7 entry daha
  • beklediğimize değen harika belgesel. buradan sonrası pek spoiler sayılmaz, ama genel bir özet içerir.

    filmin ilk yarısı sound city'nin kapanışına kadar olan tarihsel bölümü anlatıyor. sayısız röportaj, anektod, fotoğraf ve video ile desteklenmiş bu bölüm zaten fazlasıyla zengin. herhangi bir rock müzik hayranı için orgazmik öğeler taşıyor, eminim her rock severin hayran olduğu bir grup bu stüdyoda kayıt yapmıştır, yelpaze o kadar zengin. filmin ikinci kısmı ise dave grohl'un stüdyodaki meşhur ses masası "neve board"u kendi stüdyosuna taşımasıyla şekilleniyor. daha önce sc'de kayıt yapmış sanatçılar bir araya geliyor ve yeni birşeyler yaratmaya, o tutkuyu paylaşmaya çalışıyorlar. filmin bu kısmı çok keyifli olsa da bariz bir tempo düşüklüğü içeriyor, filme yapabileceğim tek eleştri bu kısımla ilgili. uzun uzun parçalardan ziye daha çok sanatçının daha kısa kayıt görüntülerini izlesek daha dinamik ve dolu bir seyir olabilirdi. yine de bu durum filmden pek birşey götürmemiş.

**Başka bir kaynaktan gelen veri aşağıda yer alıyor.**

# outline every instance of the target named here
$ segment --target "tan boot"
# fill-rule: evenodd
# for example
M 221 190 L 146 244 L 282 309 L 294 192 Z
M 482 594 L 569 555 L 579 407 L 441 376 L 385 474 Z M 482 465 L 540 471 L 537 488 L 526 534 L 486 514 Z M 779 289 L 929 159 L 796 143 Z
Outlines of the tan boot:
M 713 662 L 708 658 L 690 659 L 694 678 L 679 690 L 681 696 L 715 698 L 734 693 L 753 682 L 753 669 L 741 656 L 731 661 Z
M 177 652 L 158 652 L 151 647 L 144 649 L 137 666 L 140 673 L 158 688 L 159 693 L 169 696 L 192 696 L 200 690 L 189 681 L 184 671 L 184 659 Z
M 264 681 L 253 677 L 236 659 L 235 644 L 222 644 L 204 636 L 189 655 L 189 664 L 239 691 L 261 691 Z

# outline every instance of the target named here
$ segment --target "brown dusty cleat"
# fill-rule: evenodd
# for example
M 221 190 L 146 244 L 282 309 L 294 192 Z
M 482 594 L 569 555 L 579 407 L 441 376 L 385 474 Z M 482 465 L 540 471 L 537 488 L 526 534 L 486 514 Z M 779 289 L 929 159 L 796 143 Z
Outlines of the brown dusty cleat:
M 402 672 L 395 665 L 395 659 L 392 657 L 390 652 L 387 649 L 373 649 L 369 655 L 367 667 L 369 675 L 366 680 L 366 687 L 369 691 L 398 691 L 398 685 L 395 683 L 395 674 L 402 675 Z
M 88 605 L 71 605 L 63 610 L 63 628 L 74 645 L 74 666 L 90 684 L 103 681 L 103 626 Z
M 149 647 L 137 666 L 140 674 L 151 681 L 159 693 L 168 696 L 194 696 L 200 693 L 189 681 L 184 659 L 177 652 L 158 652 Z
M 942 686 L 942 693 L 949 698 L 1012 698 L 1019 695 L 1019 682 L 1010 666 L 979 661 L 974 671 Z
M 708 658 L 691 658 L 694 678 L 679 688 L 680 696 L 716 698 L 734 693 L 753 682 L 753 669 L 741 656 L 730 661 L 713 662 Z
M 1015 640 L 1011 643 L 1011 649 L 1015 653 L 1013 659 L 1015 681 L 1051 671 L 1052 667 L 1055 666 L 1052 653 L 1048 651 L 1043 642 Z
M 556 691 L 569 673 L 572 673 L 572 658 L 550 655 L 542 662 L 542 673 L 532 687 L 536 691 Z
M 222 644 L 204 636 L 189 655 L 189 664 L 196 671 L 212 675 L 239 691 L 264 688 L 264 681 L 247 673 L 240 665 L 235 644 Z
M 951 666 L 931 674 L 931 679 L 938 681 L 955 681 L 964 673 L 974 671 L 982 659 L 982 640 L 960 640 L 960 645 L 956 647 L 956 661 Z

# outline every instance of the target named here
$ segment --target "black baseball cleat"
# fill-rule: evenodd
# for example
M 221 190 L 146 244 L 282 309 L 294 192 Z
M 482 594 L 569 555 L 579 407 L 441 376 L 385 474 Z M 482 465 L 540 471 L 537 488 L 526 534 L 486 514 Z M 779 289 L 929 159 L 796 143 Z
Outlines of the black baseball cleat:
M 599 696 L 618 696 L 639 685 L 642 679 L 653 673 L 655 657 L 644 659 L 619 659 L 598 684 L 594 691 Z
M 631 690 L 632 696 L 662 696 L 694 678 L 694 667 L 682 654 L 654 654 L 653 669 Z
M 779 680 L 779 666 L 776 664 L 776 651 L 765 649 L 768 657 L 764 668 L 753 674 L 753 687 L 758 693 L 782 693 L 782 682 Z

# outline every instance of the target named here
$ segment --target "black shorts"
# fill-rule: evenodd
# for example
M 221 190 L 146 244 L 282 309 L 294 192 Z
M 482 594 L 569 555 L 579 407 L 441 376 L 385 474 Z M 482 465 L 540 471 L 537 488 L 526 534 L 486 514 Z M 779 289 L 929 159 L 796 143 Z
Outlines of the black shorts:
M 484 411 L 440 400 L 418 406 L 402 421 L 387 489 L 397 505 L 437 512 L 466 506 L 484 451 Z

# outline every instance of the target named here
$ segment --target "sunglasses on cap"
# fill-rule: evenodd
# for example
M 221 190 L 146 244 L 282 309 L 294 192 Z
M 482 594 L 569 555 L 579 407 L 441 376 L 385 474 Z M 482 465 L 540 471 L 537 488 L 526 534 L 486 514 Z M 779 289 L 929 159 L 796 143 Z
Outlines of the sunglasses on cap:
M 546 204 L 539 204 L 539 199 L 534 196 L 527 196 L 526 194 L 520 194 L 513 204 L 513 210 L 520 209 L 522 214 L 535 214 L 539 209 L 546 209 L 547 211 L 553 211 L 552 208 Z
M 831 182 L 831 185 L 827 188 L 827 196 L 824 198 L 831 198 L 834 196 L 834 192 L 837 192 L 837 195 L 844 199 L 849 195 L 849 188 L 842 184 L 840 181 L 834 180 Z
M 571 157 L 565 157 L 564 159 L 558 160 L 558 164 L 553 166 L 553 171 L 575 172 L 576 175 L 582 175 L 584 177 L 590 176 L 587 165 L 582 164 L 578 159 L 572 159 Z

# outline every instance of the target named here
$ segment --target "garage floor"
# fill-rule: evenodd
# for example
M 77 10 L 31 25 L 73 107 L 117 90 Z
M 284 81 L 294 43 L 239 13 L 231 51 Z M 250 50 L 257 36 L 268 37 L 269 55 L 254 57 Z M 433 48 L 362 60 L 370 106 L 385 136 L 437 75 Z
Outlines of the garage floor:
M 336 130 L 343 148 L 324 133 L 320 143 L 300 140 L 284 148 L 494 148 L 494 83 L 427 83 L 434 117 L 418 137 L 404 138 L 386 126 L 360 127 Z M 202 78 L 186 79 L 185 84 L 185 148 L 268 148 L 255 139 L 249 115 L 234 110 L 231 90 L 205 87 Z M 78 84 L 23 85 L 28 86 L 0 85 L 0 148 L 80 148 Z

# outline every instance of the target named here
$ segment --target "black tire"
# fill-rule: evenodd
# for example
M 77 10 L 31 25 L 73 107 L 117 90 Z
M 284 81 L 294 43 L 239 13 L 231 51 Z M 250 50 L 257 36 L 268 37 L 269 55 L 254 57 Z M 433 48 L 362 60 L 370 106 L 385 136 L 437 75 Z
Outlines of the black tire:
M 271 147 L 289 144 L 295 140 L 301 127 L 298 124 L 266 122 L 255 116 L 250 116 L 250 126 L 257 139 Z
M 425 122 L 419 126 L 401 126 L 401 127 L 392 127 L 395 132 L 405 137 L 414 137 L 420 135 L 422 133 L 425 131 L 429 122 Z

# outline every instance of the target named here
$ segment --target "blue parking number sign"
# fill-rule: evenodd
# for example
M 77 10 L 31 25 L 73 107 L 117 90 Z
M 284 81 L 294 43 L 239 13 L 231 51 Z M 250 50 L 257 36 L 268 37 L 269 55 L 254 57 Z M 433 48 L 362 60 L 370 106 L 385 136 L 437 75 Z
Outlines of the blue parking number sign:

    film bittikten sonra bana iki his yaşattı. birincisi, dave grohl tam bir duygu insanı, bütün film boyunca bunu hissediyorsunuz, gerçekten sevdiği birşeyden, sevdiği insanlardan bahsediyor. o heyecanı, o tutkusu direk izleyiciye geçiyor, bu yüzden yüzünüzde kocaman bir sırıtma, tüyleriniz diken diken izliyorsunuz. ikinci nokta ise insanda birşeyler yaratma arzusu yaratması. filmi izledikten sonra epeydir pek çalmadığım gitarıma koştum direk, insanda müzik çalma, müzik dinleme, o coşkunun içinde kaybolma isteği yaratıyor, ki dave grohl'un da bunu amaçladığndan eminim. bu konuda bana single video theory'yi çok hatırlattı, bu da film için benim gözümde süper bir bonus.

    hadi diyelim ki bir mucize oldu, hiçbir şeyi beğenmediniz, o zaman en kötü ihtimalle zilyon tane yeni şarkı, yeni grup öğreneceksiniz. film boyunca o kadar güzel tınılar duyuyor ki insan, film biter bitmez google'a koşuyor. bu entry'i de yeni öğrendiğim, sözlükte bırakın şarkıyı, grup hakkında tek entry bulunan buckingham nicks - frozen love eşliğinde yazıyorum mesela, ve şu anda yemin ederim solo yüzünden tüylerim diken diken. ayrıca o kadar fazla materyal çekilmiş ki, dvd'sini çıkar çıkmaz koşarak alacağım, içindeki bonus materyali hayal bile edemiyorum. mesela lars ulrich, weezer gibi röpörtajları neredeyse hiç görmedik, daha kimbilir neler var.

    özetlemek gerekirse, rock müzik dinliyorum diyen adam bu filmden mutlaka birşeyler alarak çıkar arkadaşım. umarım sinemalara gelir, o davul seslerini gümbür gümbür dinleriz.